In 1994, Lending was making a different documentary for PBS. “No Time to Be a Child” explored how several young people overcame the violence and poverty of their communities. The director was in the apartment of Dorothy Jackson, grandmother and matriarch of three generations living on welfare in a Chicago project. This included her two daughters, Alaissa and Wanda, and their children. Lending awaited Dorothy’s grandson, Terrell Collins, for an interview. An emerging community leader, Terrell was expected to be the one to break the family out of this environment. It would never be as the teenager was shot and killed on the way home.

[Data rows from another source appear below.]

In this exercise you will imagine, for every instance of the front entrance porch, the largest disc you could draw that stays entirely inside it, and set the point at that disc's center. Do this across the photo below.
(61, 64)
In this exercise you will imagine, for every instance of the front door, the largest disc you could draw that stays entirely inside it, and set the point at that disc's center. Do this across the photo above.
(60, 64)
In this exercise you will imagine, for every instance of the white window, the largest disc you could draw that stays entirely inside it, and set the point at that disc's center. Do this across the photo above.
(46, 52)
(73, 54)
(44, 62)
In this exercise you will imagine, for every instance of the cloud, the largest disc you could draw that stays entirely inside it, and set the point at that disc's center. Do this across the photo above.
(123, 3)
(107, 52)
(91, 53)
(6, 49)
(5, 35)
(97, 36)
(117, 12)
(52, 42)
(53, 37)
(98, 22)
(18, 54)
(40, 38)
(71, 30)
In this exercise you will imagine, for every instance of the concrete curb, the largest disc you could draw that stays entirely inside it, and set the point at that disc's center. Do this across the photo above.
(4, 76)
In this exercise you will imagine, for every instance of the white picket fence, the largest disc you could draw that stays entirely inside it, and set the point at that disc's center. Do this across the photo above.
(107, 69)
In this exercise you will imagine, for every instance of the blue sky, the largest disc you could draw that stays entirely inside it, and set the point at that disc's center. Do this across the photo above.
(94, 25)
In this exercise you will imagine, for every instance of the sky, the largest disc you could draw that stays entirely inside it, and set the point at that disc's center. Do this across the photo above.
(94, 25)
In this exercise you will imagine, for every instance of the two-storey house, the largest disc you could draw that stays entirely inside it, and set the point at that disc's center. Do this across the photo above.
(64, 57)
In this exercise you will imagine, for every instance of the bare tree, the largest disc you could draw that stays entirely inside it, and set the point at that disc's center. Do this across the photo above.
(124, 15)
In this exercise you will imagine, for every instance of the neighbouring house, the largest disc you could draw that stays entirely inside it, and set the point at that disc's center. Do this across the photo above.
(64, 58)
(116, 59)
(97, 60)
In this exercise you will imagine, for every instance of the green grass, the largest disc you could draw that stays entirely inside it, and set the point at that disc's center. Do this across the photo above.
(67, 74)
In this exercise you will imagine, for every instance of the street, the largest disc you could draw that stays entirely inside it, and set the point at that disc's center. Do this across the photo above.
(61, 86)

At this point, you might expect the grieving Collins family would never break free of poverty and dispair. Lending stuck around to find out and something surprising happened. Alaissa’s daughter, Nickole, was the first to fill the void. Finding a real support group in the Boys & Girls Club, she became the first in her family to graduate high school and go on to college. Her example inspired the rest of the family.
Alaissa found a permanent job and education and pulled the family off of welfare. Dorothy eventually moved out of the projects and into her own home. The real miracle, though, was Wanda. Terrell’s mother was a prostitute consumed by crack-addiction. Dorothy had to raise her children. As the other Collins women moved on, Wanda found the strength to do the same. She found God, graduated from a substance abuse program, found a job, and learned how to take care of her kids.
After five years of chronicling them, Lending has created an astounding document. The obstacles were enormous, but most of the family has found some peace off of welfare and out of the projects. The great exception is Jack. He was with his younger brother when he was killed. As a gang member, some may blamed the shooting on him, but not as much as Jack blames himself. Guilt, addiction, and poverty eat away at him. He does have one thing. As the women in his family demonstrate, despite any odds there’s always hope.